In 1981, I led one such expedition to Belize. With its humid jungle and coastal swamp, the country was an ideal location for arduous training under field conditions, as well as a great natural habitat for bird observation and research.
After returning home, I found a small blemish on my forehead, just below my hairline. Initially I thought it was just a regular spot, and squeezed it: a big mistake. My face swelled up like a balloon and my skin became tight and very uncomfortable. I tried to see a doctor, but it was Easter and finding a GP was near impossible. When I tried to explain the problem on the phone, I was dismissed. It was only once I mentioned I’d been to Belize that I was prescribed antibiotics. They seemed to work and my face returned to normal within a few days.
The spot, however, didn’t go away. After a couple of weeks it started to swell, itch and ache. It grew into a round lump, which slowly became more oval. Each week it grew larger, with a small hole at one end. Every now and then I experienced a sharp, stabbing pain, like a pin twisting under my skin, and a bloody fluid flowed from the hole.
This was not too much trouble at first, even though during my commute by train blood ran down from my forehead. But it started to become a nuisance when I was chairing meetings at the Ministry of Defence. Colleagues were somewhat taken aback.
After a month, with the odd-shaped bump still increasing in size, I became impatient. One evening, after a couple of whiskies, I attempted to encourage an ending. I squeezed the spot and something – not just blood, something solid – started to emerge. When it was a little way out, I was able to grab it and slowly pull it out from my forehead. In my fingers was a plump maggot, about 2.5cm long. It looked just like the fly maggots you see in food waste in the summer, but longer and fatter.
I had been aware that the spot could be the result of a parasite bite, and had already consulted the RAF Institute of Pathology and Tropical Medicine who said, with typical British stiff upper lip, that I shouldn’t worry as it was probably a botfly larva that would come out when it was ready. But I hadn’t expected something so big, so alive, so wiggly to emerge. Shaking, I had a couple more shots of whisky and placed the thing in alcohol (gin, as it was all that was available) to preserve it for the tropical medicine staff to confirm what it was. Amazingly, as soon as it was gone, the hole closed; within 24 hours it had healed perfectly.

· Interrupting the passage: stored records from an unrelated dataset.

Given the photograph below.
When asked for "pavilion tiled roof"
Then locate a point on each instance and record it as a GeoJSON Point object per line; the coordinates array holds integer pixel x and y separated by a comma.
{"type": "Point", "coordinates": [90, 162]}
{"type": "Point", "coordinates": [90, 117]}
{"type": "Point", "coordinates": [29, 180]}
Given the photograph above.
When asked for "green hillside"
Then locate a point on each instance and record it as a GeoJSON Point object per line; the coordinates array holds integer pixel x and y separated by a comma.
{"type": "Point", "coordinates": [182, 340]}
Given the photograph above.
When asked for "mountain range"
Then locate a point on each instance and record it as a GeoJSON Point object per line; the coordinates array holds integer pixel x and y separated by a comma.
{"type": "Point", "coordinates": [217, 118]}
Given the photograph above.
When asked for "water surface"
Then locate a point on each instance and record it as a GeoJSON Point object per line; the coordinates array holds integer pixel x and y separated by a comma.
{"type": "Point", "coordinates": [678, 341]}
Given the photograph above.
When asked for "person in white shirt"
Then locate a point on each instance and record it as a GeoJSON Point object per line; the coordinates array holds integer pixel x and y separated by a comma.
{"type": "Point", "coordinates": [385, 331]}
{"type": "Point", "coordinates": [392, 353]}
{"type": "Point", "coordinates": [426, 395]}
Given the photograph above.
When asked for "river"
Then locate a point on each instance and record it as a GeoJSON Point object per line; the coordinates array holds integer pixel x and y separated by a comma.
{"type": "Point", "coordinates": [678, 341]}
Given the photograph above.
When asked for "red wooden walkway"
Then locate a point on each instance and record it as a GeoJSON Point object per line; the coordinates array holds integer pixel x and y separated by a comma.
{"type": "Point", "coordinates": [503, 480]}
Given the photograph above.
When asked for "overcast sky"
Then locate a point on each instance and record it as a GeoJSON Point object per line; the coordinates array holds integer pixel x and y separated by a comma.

I was told that what had been living in my forehead was indeed a botfly larva. The botfly is a large, beautifully coloured fly found in Central and South America. It lives for only a few days as an adult. During that time, the female will mate, and deposit her eggs on skin-piercing insects such as mosquitoes, which, in turn, inject the eggs under the skin of humans and other mammals, where the larvae can feed and grow until they leave the host to pupate on the ground. Mine was relatively small; the larvae can grow to 3.2cm long.
I’ve subsequently learned that I could have dealt with the maggot earlier. If I had covered the hole on my head with petroleum jelly, it would have suffocated; in those cases, it normally dies and is absorbed into the body. Or I could have strapped a piece of meat to the bite so the maggot would lose interest in me and chew its way into something tastier.
I wouldn’t want my story to put anyone off going to Belize, which is a beautiful country full of wildlife. A botfly bite is unlikely on tourist holidays. However, if the worst happens, just know you’ll be helping to provide food and shelter for a maggot, for up to four weeks afterwards.